Although the film isn’t based entirely on reality, it’s not exactly science fiction, either.
(Okay, third time: This Thursday, 6:30 to 8:30 p.m., film-talking-guy Warren Etheredge discusses Contagion with Seattle infectious disease experts Ann Marie Kimball, MD, MPH, author of Risky Trade: Infectious Disease in the Era of Global Trade and a professor of epidemiology at the University of Washington; and David Sherman, PhD, a tuberculosis researcher at Seattle Biomed and adjunct associate professor at the UW School of Global Health. The panel will be held at the Seattle Biomedical Research Institute, 307 Westlake Avenue North, Suite 500.)
Researchers Dennis Chao, Jesse D. Bloom, Beth F. Kochin, Rustom Antia, and Ira M. Longini, Jr., have published a paper on drug-resistant flu in the Royal Society journal Interface that illuminates–horrifically, if you’re inclined to see things this way–how quickly the flu has become resistant to Tamiflu, even though it shouldn’t have, given the “low overall level of the oseltamivir [i.e., Tamiflu] usage.”
We were not around for the 1918 flu epidemic, but we’re still very impressed by it, and regular readers of The SunBreak know that we like to keep close tabs on the efficacy of flu vaccines and antiviral treatments.
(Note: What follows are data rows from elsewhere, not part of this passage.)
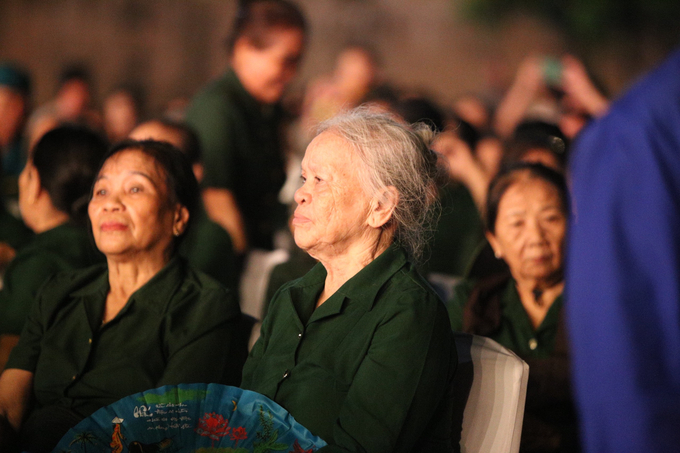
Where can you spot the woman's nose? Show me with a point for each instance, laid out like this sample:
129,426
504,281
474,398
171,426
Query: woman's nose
301,195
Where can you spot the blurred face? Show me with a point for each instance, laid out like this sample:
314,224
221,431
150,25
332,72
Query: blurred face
266,72
129,210
332,212
28,186
530,231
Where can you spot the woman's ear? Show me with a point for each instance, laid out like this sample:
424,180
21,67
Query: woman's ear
383,206
497,249
31,184
180,221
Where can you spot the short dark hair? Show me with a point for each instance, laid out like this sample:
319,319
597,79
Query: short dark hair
513,173
255,18
67,159
536,134
179,176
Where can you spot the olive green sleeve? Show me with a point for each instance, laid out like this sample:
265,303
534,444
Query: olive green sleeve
21,282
Luckily, we have the Fred Hutchinson Cancer Research Center nearby, where Chao, Bloom, and Longini put in time (when the last is not busy with being professor of biostatistics in the University of Florida College of Public Health and Health Professions and the UF College of Medicine and the UF Emerging Pathogens Institute).
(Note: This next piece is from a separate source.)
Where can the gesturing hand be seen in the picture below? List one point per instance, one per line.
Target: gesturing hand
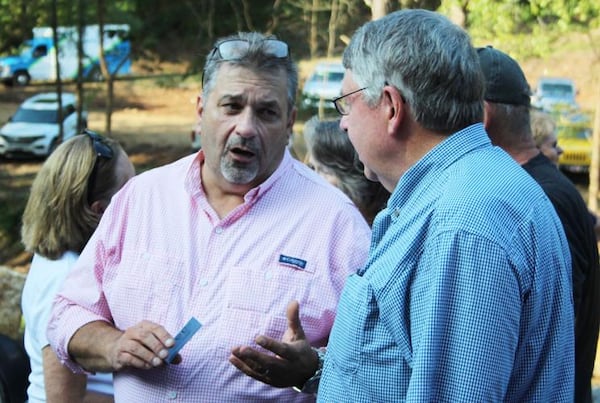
(294, 361)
The team studied the rise in resistance to Tamiflu between 2006 and 2009 (2009 was a banner year for flu locally), discovering that their computer models for the rise of resistance would not conform with observations unless the virus was doing something surprising:
The extreme speed with which the resistance spread in seasonal H1N1 suggests that the resistant strain had a transmission advantage in untreated hosts, and this could have arisen from genetic hitchhiking, or from the mutations responsible for resistance and compensation.
In slightly plainer English, it may come down to a single person with a doubly-mutant flu bug–one that is both Tamiflu-resistant and more contagious than usual.
The models predict that it’s not a question of the larger Tamiflu-using population selecting for resistance, but of a Tamiflu-resistant mutant virus getting better, faster, stronger on its own. “If you see resistant strains in parts of the world where no one is taking antiviral drugs, that’s the smoking gun that the resistant strain must be transmitting,” Longini explains.
The hypothesis is that Tamiflu resistance somehow “hitchhiked” via other mutations for contagiousness. This mutant synergy is disturbing, given a) how big a problem drug resistance is already and b) that Tamiflu is stockpiled worldwide. As of the end of 2010, WHO had found about one-third of the flu strains it tested were resistant to Tamiflu (though to be fair, there are already concerns about how well Tamiflu works, under the best conditions).
All of which makes this a good year to get a flu shot. It can be wildly variable in effectiveness, depending on how well the mix of strains vaccinated against match up with what appears “in the wild,” but if you’ve ever bought a lottery ticket, you have no excuse for not taking these odds.